« C’est un incident grave qui pourrait déboucher sur plus de tensions », souligne sur franceinfo mardi 14 mars 2023 le général Jérôme Pellistrandi après qu’un drone américain a été abattu en mer Noire. Washington accuse les Russes d’être à l’origine de cet incident. La Maison Blanche dénonce un acte « irréfléchi ». De son côté, l’armée russe dément toute implication.
Le général français note que ce drone était suivi depuis « 30 à 40 minutes » par deux appareils russes. Jérôme Pellistrandi, rédacteur en chef de la revue Défense nationale, affirme que nous sommes en face d’une « action délibérée de la part des Russes » qui intervient « au plus mauvais moment ».
franceinfo : Avec cet incident, allons-nous vers une escalade des tensions ?
Jérôme Pellistrandi : C’est un incident extrêmement sérieux. Le drone américain, le drone Reaper, c’est un appareil qui fait à peu près 20 mètres d’envergure, donc c’est un gros engin qui est facilement repérable. Il semblerait que les deux avions russes le suivaient depuis 30 à 40 minutes. C’est donc bien une action délibérée de la part des Russes et cela traduit l’extrême niveau de tension. Les conversations entre les pilotes et les organismes de contrôle russes ont dû être enregistrées par les Américains. Ils ont également d’autres informations qu’ils n’ont pas dévoilées sur cet incident. C’est un incident grave qui pourrait déboucher sur plus de tensions. On verra dans les jours à venir quelles seront les suites données à cet incident.

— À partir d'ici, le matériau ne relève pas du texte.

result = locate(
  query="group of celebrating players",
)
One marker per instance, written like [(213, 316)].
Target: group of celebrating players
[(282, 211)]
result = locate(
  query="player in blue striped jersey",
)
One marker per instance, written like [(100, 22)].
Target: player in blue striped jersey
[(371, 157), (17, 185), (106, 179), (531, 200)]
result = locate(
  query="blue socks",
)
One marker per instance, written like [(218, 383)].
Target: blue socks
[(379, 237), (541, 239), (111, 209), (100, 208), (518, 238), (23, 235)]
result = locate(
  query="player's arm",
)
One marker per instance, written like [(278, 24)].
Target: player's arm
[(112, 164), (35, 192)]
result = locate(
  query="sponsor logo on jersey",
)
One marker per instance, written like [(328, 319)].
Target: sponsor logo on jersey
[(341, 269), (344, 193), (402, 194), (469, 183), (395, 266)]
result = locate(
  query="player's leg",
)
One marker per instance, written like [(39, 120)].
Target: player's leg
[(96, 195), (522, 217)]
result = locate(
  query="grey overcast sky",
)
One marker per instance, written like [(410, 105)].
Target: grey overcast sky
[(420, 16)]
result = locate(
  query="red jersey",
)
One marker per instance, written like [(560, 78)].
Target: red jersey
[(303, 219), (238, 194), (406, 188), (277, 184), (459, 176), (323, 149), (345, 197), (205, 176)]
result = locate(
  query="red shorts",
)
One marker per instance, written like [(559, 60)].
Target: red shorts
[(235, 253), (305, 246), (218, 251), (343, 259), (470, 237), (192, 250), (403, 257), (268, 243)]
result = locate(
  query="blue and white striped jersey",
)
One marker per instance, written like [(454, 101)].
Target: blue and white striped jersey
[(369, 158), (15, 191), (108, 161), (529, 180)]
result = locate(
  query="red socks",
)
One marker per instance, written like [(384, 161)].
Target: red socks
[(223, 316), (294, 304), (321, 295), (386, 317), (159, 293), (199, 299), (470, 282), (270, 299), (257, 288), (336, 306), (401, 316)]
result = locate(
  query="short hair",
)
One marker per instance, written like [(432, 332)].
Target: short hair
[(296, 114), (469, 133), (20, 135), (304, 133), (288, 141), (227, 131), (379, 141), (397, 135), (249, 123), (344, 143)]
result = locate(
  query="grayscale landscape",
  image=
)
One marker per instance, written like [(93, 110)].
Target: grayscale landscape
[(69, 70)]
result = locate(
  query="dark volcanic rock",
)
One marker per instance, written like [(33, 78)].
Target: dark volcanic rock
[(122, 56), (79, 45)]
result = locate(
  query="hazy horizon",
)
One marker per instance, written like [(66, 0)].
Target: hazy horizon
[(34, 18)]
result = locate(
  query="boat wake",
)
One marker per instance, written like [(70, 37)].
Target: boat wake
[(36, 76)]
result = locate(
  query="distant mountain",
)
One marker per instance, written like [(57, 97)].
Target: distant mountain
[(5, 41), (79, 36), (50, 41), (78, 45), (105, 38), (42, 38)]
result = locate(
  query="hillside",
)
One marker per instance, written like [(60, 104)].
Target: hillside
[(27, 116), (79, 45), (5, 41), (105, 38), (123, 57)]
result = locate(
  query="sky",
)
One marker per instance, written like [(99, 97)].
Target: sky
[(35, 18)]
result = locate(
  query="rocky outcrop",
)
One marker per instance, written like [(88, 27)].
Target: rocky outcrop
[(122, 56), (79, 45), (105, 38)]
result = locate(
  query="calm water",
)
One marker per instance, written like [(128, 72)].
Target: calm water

Quelles pourraient être les conséquences ?
On voit très régulièrement des avions de l’OTAN, des avions américains, des avions britanniques, des avions français qui surveillent toute la zone située à l’Est, donc en particulier autour de l’Ukraine et de la mer Noire. Cette pratique est courante et nécessaire, car elle permet d’avoir de l’information et de savoir ce qui se passe, notamment du côté russe. Mais on le sait, c’est un espace aérien qui peut être disputé. Là, visiblement, les Russes ont voulu envoyer un signal. Mais un signal qui tombe au mauvais moment. D’autant plus que visiblement, le drone est tombé donc au milieu de la mer Noire, c’est-à-dire dans une zone qui n’est pas sous une juridiction russe. C’est donc un acte délibéré. C’est la raison pour laquelle l’ambassadeur russe a été immédiatement convoqué à Washington.

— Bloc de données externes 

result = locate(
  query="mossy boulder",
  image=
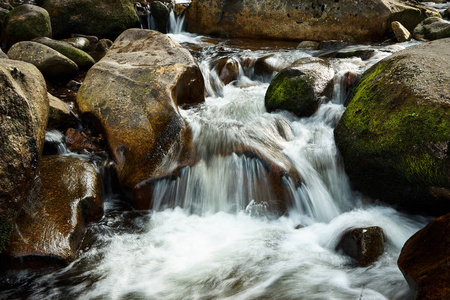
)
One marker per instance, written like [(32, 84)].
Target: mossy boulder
[(81, 58), (312, 20), (394, 135), (432, 29), (50, 62), (67, 194), (300, 87), (26, 22), (133, 94), (425, 258), (102, 18), (24, 112)]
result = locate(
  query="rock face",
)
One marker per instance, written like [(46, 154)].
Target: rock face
[(23, 118), (50, 62), (394, 135), (364, 245), (81, 58), (66, 196), (300, 87), (103, 18), (432, 29), (425, 258), (314, 20), (133, 93), (26, 22)]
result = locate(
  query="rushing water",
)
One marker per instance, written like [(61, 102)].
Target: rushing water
[(221, 240)]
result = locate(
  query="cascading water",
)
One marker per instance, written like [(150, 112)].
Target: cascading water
[(221, 240)]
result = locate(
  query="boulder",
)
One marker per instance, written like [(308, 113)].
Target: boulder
[(432, 29), (81, 58), (67, 194), (425, 258), (50, 62), (395, 132), (350, 20), (26, 22), (363, 245), (301, 87), (23, 118), (102, 18), (133, 94), (401, 33)]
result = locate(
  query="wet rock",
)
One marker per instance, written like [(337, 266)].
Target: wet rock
[(102, 18), (304, 20), (432, 29), (61, 116), (227, 69), (23, 117), (133, 94), (401, 33), (50, 62), (301, 87), (50, 228), (364, 245), (161, 15), (26, 22), (425, 258), (394, 134), (81, 58), (310, 45), (79, 141)]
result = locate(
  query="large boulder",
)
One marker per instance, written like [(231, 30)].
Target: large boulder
[(425, 260), (300, 87), (103, 18), (314, 20), (394, 135), (133, 93), (50, 62), (26, 22), (67, 194), (23, 118), (432, 29), (81, 58)]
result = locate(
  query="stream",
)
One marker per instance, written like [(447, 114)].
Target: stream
[(211, 234)]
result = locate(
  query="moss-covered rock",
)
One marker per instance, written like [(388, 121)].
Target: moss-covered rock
[(50, 62), (81, 58), (300, 87), (23, 118), (133, 93), (26, 22), (395, 132), (102, 18), (67, 194)]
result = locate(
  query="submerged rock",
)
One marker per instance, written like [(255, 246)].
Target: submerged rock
[(133, 94), (50, 228), (432, 29), (395, 133), (300, 87), (23, 117), (50, 62), (26, 22), (364, 245), (102, 18), (349, 20), (425, 260)]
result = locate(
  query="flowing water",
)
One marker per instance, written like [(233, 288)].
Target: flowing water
[(212, 233)]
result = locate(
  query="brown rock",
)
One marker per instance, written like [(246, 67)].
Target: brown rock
[(133, 94), (23, 118), (425, 260), (66, 196), (364, 245)]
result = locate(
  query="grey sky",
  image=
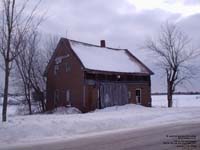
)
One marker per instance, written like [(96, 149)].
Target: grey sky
[(122, 23)]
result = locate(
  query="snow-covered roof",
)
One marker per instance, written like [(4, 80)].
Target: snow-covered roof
[(107, 59)]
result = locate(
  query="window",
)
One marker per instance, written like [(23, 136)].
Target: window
[(138, 96), (68, 67), (129, 94), (56, 68), (56, 98), (68, 97)]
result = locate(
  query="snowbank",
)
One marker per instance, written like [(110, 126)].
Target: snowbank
[(20, 129), (178, 101)]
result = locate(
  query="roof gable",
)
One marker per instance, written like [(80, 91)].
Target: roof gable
[(107, 59)]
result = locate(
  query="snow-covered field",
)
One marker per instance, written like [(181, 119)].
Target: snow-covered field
[(178, 101), (48, 127)]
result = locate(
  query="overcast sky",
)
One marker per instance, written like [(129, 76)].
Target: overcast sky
[(122, 23)]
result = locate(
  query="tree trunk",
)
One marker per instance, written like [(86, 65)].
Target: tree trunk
[(29, 99), (5, 96), (42, 100), (169, 94)]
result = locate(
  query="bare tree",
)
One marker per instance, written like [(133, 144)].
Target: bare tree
[(25, 63), (174, 53), (31, 64), (14, 25)]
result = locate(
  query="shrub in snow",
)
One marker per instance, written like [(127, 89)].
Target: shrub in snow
[(66, 110), (23, 109)]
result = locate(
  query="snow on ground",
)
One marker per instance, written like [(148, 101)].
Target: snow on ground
[(37, 128), (178, 101), (47, 127)]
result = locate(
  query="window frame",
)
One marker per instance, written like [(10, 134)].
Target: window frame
[(140, 96)]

Le ministère russe de la Défense précise, selon lui, que le drone est entré dans une zone particulière, l’espace aérien établi pour mener l’opération militaire spéciale, ce qui a entraîné son interception. De quoi s’agit-il exactement ?

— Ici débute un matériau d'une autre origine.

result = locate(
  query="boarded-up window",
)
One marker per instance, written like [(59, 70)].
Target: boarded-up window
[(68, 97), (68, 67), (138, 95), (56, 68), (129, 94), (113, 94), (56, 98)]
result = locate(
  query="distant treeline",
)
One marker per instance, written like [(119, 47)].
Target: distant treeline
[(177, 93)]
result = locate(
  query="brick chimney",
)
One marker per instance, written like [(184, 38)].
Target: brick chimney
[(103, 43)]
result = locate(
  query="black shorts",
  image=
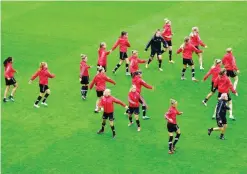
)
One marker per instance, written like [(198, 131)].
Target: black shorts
[(99, 93), (231, 73), (108, 115), (84, 80), (11, 81), (123, 55), (43, 88), (228, 95), (188, 62), (172, 127), (134, 110)]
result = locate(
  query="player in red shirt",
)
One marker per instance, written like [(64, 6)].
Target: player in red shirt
[(100, 82), (196, 41), (9, 73), (107, 105), (134, 97), (102, 55), (84, 76), (172, 126), (123, 44), (230, 65), (167, 35), (187, 49), (214, 72), (44, 75)]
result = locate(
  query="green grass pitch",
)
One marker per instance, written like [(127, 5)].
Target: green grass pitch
[(62, 139)]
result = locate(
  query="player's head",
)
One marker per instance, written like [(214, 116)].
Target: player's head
[(107, 92)]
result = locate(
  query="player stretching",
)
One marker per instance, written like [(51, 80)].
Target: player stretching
[(134, 62), (214, 71), (107, 104), (9, 73), (230, 65), (196, 41), (223, 83), (155, 43), (187, 49), (134, 98), (102, 56), (100, 82), (167, 35), (172, 126), (221, 120), (44, 75), (123, 44), (84, 76)]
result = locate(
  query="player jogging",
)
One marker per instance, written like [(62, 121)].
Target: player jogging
[(221, 120), (196, 41), (9, 73), (214, 71), (229, 62), (167, 35), (107, 104), (172, 126), (155, 44), (100, 82), (187, 49), (123, 44), (44, 75), (84, 76)]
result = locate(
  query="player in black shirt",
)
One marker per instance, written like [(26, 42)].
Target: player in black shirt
[(155, 44), (221, 110)]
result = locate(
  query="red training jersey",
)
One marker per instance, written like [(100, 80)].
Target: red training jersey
[(214, 71), (9, 71), (123, 44), (44, 75), (107, 102), (224, 84), (229, 62), (100, 82), (172, 114), (187, 50)]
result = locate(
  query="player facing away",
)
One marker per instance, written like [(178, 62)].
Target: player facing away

La mission des drones utilisés par les Américains, mais aussi par l’OTAN, c’est de recueillir du renseignement pour savoir ce qui se passe. Mais il faut souligner qu’à aucun moment le drone n’est rentré dans l’espace aérien russe, d’autant plus que ce type de drone est facile à intercepter. Il vole environ à 1 000 km/h, c’est très peu. Il est gros et donc il est hors de question de pénétrer à l’intérieur de l’espace aérien russe. Les Russes disent qu’il s’agit d’une zone qui était dédiée à l’opération spéciale militaire. Mais en termes de droit aérien, cela n’a aucune valeur puisque de toute façon, car l’espace aérien ukrainien est interdit à toute circulation aérienne et les Russes ne peuvent pas invoquer de contrôler une part de l’espace aérien international sous prétexte d’une opération spéciale militaire.